Research & Insights #51

Russia is in a position to repay all its foreign debt in cash

Russia’s foreign debt decreased to US$ 326.6 billion in December 2023, from US$ 383.6 billion a year earlier. Russia’s low level of foreign debt means that the state and companies are not dependent on international capital and are not exposed to the risk of sanctions on their bond issues. The country’s international reserves stood at around US$ 600 billion at the end of the first quarter of 2024, although around half of these reserves are frozen. Around US$ 150 billion is in monetary gold and the rest is in yuan, which means that even excluding frozen funds, Russia can cover its external debt with cash, while all Western countries are massively indebted. Thanks to high oil prices, Russia’s current account surplus rose from US$ 4.5 billion in January to US$ 5.2 billion in February. Russia is probably one of the least vulnerable countries in terms of macro fundamentals.

Russian diamond sanctions benefit Dubai at Antwerp’s expense

Sanctions against Russian diamonds have come into force and traders are fleeing Antwerp for Dubai to avoid what they see as “impossible” rules. Until recently, over 80% of all rough diamonds mined in the world were traded in the Belgian city. But since 01 March , traders are required to inspect all stones over one carat to ensure that they do not come from Russia, the world’s leading exporter of rough diamonds accounting for 30% of global production by volume. According to merchants, it is “impossible to determine the origin of a stone” simply from its physical composition. To avoid operating under EU rules, some traders are planning to set up operations in Dubai or India. “The current trajectory threatens the existence of Antwerp’s diamond industry, a heritage of six centuries”, believe the diamond traders. Alrosa, the world’s largest state-owned diamond mining company, which accounts for over 90% of total Russian diamond production, is under EU sanctions.

Most Russians have never lived as well as they do now

According to Russian media outlet The Bell, considered a “foreign agent” by the Kremlin, “most Russians have never lived as well as they do today”. The Russian economy is growing due to increased public spending, in particular to support the war effort, leading to wage increases outstripping inflation. The average income of the richest 10% of Russian society has risen by 27% since the start of the war, while that of the poorest 10% has risen by 67%. According to Levada, the proportion of Russians who feel that the distribution of material wealth in Russia is becoming more unfair fell from 45% in 2021 to 25% in November 2023. According to the head of the central bank, investment activity has reached record levels and the business climate indicator achieved its highest level in 12 years. Unemployment reached a record 2.7% in January.

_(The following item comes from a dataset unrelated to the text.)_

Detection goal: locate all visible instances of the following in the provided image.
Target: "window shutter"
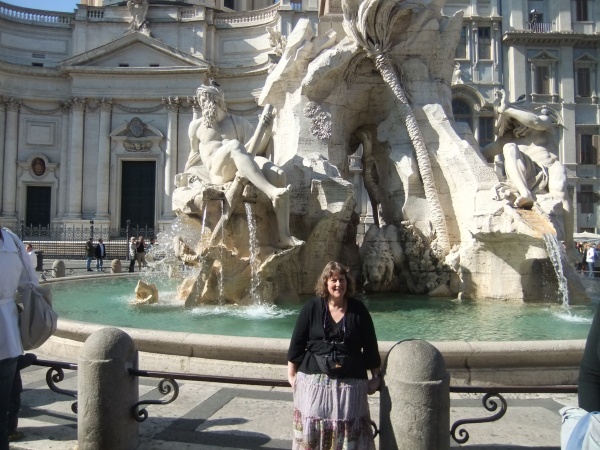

World’s largest oilfield services group continues to operate in Russia

The world’s largest oil services company, SLB, formerly Schlumberger, continues to operate in Russia, unlike its two main rivals, Baker Hughes and Halliburton. Active in the country since the 1990s, SLB generated around 5% of its sales of US$ 33.1 billion in Russia in 2023. It employs some 9,000 people, but stopped making new investments and deploying technology in March 2022 following the sanctions. SLB’s CEO told the Financial Times that SLB had put controls in place “to prevent and prohibit any shipment and support of technology” to Russia since July 2022. These measures reduce the country’s ability to exploit some of its offshore oil fields in the long term. According to US regulatory filings, the company retained net assets in the country with a book value of US$ 600 million at the end of 2023.